213  

«Я ни в чем вас не обвиняю, Гидеон, — говорите вы, кладя руки на колени. — Однако вы, кажется, обвиняете себя».

В чем?

«Может, вы сами мне это скажете?»

О, я вижу вашу игру. И я знаю, к чему вы хотите меня подвести. К этому все хотят меня подвести, за исключением, может быть, только Либби. Вы хотите подвести меня к музыке, доктор j Роуз, хотите, чтобы я говорил о музыке, окунулся в музыку.

«Только если вы сами этого хотите», — говорите вы.

А что, если я не хочу?

«Тогда мы можем поговорить о том, почему вы этого не хотите».

Вот видите? Вы пытаетесь обхитрить меня. Если только вы заставите меня признать…

«Что? — спрашиваете вы, когда я замолкаю в нерешительности, и голос ваш мягок, как гусиный пух. — Останьтесь со своим страхом, — говорите вы. — Страх — это всего лишь ощущение, это не факт».

Но то, что я не могу играть, — это факт. И боюсь я музыки.

«Всей музыки?»

О, вы знаете ответ на этот вопрос, доктор Роуз. Вы знаете, что я испытываю особый страх только перед одним музыкальным произведением. Вы знаете, что наваждением всей моей жизни является «Эрцгерцог». И вы знаете, что, когда Бет предложила включить его в программу концерта, я не смог возразить. Потому что предложение поступило от Бет, а не от Шеррилла. Будь это Шеррилл, я бы отмахнулся от него фразой «Подбери что-нибудь другое» и больше бы не думал об этом. Дело в том, что, хотя у Шеррилла нет такого пунктика, как у меня и у многих других, и его могло бы озадачить мое нежелание играть «Эрцгерцога», он так талантлив, что для него не составляет никакого труда заменить одно исполняемое произведение другим и он просто не стал бы тратить время и энергию на размышления о том, чем вызван мой каприз.
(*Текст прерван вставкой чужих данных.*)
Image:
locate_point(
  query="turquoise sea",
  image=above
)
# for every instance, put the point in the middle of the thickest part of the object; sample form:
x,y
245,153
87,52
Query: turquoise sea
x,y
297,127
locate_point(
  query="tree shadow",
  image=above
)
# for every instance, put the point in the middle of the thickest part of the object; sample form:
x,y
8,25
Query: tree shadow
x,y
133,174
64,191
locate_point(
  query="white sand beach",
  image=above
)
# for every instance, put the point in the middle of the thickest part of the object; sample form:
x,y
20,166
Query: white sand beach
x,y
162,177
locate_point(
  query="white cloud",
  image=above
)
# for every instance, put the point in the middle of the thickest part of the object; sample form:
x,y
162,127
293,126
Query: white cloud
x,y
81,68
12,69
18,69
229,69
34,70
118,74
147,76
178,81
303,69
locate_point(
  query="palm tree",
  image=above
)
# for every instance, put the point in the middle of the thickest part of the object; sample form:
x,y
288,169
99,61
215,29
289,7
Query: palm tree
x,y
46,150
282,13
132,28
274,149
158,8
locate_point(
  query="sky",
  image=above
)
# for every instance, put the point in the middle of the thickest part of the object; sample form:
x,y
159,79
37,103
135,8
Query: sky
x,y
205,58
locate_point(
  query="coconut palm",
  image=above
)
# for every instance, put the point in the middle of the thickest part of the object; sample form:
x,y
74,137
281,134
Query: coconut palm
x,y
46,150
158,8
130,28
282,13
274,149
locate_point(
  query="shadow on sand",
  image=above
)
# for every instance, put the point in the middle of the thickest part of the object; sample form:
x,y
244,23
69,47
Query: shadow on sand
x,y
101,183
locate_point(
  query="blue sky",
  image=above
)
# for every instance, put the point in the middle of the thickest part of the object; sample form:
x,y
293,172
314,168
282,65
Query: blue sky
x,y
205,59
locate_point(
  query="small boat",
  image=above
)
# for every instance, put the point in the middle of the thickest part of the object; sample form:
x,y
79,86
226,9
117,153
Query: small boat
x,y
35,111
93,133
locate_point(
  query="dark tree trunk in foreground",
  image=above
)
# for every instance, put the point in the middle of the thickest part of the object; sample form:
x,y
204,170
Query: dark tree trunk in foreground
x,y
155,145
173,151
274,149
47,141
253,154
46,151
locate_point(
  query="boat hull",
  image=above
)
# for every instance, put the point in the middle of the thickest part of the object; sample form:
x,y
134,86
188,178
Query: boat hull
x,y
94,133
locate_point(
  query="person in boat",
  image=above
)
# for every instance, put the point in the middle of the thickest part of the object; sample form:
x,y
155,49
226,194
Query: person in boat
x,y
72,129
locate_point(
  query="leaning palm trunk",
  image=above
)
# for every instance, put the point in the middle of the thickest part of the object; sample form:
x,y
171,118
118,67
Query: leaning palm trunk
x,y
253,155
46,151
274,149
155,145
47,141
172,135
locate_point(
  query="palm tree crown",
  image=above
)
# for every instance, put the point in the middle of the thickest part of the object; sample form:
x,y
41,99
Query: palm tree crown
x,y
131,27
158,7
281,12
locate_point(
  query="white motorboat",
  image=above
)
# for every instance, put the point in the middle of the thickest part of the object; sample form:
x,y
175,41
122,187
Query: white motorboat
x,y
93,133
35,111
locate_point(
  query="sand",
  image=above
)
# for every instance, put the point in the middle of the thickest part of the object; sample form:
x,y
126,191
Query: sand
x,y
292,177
Но Бет — это не Шеррилл, они абсолютно разные и в том, что касается таланта, и в своем отношении к людям. Бет уже подготовила «Эрцгерцога», то есть она обязательно захотела бы узнать причины моего отказа играть его. И в своих расспросах она неминуемо связала бы мою неспособность исполнять «Эрцгерцога» с другой моей неспособностью, которая когда-то очень близко ее коснулась. Вот почему я не стал просить ее выбрать другое произведение. Я решил справиться со своей слабостью, дать ей открытый бой. И проиграл.

«А раньше?» — спрашиваете вы.

Раньше чем что?

«До выступления в Уигмор-холле. Вы ведь репетировали, и не раз».

Конечно, мы репетировали.

«И на репетициях вы могли играть "Эрцгерцога"?»

Вряд ли мы вышли бы на сцену, чтобы исполнить трио, если бы один из инструментов…

«И во время репетиций вы играли его без осложнений?»

Я никогда не играл это трио без осложнений, доктор Роуз. У себя дома или на репетиции, я никогда не мог исполнять его без нервной дрожи, без жжения в желудке, без головной боли, без тошноты, которая заставляет меня целый час провести в туалете. А ведь это даже не публичное выступление!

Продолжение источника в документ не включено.